Ich war wieder in Bemerode. Camerati [Kameraden], schrie ich, amici [Freunde], und hielt eine kurze Ansprache, für die mich der Chef, wenn er sie verstanden hätte, auf der Stelle niedergeschossen hätte.
-- Evviva, dottore, evviva [Es lebe der Doktor, er lebe hoch]! brüllten die Italiener, drückten mir die Hand, umarmten mich und waren plötzlich sanft und fügsam. Mit einem strahlenden Morgen begann der nächste Frühlingstag. Der letzte Mann musste zufassen und Munitionskörbe an die Geschütze schleppen. Über 400 Granaten [S.13] hatte jede Kanone zu verschiessen. Wir jagten die Geschosse bei einer Rohrerhöhung von zehn Grad in die Landschaft. Ein Höllenlärm brach los. Das Trommelfell schmerzte unter den hämmernden Explosionen. Der Schweiss floss in Strömen über Brust und Rücken. Wir glotzten betäubt in die beizenden Luftwirbel, atmeten keuchend in Pulverdampf und treibendem Staub. Dann war plötzlich tiefe, unheimliche Stille. Die ganze Schöpfung schien tot zu sein. Die Geschütze hatten ihren letzten donnernden Choral hinausgeschmettert. Während wir uns wuschen und zum Abmarsch rüsteten, brachten die Geschützführer die Sprengladungen an. Ich werfe noch einen Blick auf die zwei Kommandogeräte, diese Wunderwerke, die wie schnelle Gehirne aus Entfernung und Höhe den Zielhöhenwinkel errechneten, die von elektrischen Gedanken gesteuert das steigende, das fallende, das drehende Flugzeug verfolgten und seinen Standpunkt im Raum für den Bruchteil der Sekunde bestimmten, in dem die Granaten seinen Weg kreuzten. Ich werfe noch einen Blick auf das Funkmessgerät mit dem magischen, grünen Kreis, in dem das kommende Flugzeug sich als gezackte Flamme anzeigt. Ich werfe noch einen Blick auf das Marburg-Gerät. Drei solcher Geräte soll es nur gegeben haben. Sie waren noch ganz neu. Vor ihren empfindlichen Sehnerven konnten sich die Flugzeuge auch durch elektrische Störungen nicht tarnen. Schade - [es folgt die Sprengung des Flak-Turms].
[Der Abzug nach Ahlten]
Wir sind schon unterwegs, als die aufgerissenen [S.14] Leiber der Geräte zur Seite fallen. Trümmer, Schrott, Asche, das ist das Ende allen menschlichen Schaffens.

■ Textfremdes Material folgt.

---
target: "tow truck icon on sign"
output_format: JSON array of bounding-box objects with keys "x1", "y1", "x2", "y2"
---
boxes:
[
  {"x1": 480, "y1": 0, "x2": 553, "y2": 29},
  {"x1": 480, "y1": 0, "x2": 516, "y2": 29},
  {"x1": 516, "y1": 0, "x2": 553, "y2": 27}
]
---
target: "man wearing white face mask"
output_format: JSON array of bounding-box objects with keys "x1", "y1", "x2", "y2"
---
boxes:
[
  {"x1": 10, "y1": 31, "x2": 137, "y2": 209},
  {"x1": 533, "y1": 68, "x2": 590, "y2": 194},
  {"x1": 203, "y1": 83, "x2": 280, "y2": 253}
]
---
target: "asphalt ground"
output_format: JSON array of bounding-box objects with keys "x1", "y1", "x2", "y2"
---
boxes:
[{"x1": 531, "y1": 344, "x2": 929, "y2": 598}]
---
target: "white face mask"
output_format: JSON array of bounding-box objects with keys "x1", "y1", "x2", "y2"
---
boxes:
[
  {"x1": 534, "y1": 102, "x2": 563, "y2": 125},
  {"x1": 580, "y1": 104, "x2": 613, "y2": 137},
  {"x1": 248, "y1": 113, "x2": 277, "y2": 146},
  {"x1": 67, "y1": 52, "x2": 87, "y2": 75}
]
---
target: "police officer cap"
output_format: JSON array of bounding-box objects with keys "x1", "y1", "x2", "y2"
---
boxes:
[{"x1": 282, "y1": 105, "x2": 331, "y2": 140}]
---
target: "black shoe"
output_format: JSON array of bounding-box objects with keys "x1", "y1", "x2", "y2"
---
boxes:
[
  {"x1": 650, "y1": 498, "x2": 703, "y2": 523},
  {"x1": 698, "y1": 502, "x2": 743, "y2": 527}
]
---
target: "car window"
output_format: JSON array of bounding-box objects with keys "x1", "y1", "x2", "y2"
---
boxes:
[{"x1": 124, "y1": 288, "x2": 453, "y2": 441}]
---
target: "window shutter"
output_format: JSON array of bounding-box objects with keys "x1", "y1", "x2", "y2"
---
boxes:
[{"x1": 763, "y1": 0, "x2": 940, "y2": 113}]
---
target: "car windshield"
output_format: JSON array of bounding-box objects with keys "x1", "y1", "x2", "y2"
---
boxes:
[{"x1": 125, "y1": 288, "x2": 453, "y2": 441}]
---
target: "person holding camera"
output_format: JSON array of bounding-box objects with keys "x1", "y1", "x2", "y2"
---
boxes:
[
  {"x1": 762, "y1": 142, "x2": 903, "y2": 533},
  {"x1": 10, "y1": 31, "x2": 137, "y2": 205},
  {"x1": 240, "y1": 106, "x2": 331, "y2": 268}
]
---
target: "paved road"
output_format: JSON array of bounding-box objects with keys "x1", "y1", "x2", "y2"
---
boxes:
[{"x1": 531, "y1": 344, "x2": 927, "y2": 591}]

Als wir zur Hindenburg-Schleuse kamen, war die 'Brücke zum letzten Blutstropfen' menschenleer. Kein Verteidiger war mehr zu erblicken. Auch den Hauptmann mit seinem Korpsbefehl hatte das Schicksal verschluckt. Nur die Kanone stand noch da und streckte einsam und melancholisch ihr Rohr in die Luft. Die Italiener lehnten sich phlegmatisch ans Brückengeländer und liessen ihre Panzerfäuste sacht ins Wasser gleiten. Pietro Bertolino, der Maresciallo, zu deutsch der Hauptfeldwebel, wandte sich mit vorwurfsvollem Blick an mich:
-- in somma, dottore - in queste circostanze - mi sembra, dottore - cosa fare - bisogna salvare la pelle -
[Nun also, Doktor - unter diesen Umständen - scheint mir, Herr Doktor, dass wir nur noch unsere Haut retten können].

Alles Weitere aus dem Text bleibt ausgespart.